1Australian Institute for Bioengineering & Nanotechnology, The University of Queensland, St Lucia, Queensland, Australia
School of Chemical Engineering, The University of Queensland, Advanced Engineering Building, St Lucia, Queensland, Australia


The industrial uptake of strong and ultra-lightweight carbon fiber composites has been severely limited by the high cost of the petroleum-derived polyacrylonitrile (PAN) precursor as well as the energy input required for the manufacturing process. In this work, we show that the incorporation of 0.10% nanocellulose into a wet-spun PAN precursor fibre, can result in up to a 500% increase in the modulus, and a 700% increase in the strength of the final carbonised fibre (Figure 1). This is particularly important given that the mechanical performance of a carbon fibre is directly proportional to the amount of heat energy consumed in the manufacturing process. Through this, the use of functional nanocellulose fillers offers a unique approach to reduce the energy costs of the carbon fibre manufacturing process.
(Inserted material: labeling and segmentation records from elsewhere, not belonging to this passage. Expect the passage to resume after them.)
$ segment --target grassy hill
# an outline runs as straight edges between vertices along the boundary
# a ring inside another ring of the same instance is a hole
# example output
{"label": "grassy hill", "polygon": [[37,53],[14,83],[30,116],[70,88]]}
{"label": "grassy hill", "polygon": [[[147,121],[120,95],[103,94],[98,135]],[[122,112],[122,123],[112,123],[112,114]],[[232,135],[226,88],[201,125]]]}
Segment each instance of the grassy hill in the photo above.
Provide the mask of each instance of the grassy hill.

To this end, we have tracked the chemical and mechanical changes of various wet spun nanocellulose-polyacrylonitrile composite fibres through both the thermal stabilisation and carbonisation processes. Mechanical and structural characterisation data indicate the profound effect nanocellulose fillers can have on the carbon fibre produced, while chemical monitoring through the stabilisation process has yielded new insights to our understanding of the key thermochemical reactions of traditional PAN-based carbon fibres. The effect of the aspect ratio of different nanocellulose fillers on the carbon fibre properties will also be discussed. This work provides the basis for future studies towards developing a more environmentally-friendly pure nanocellulose-based carbon fibre.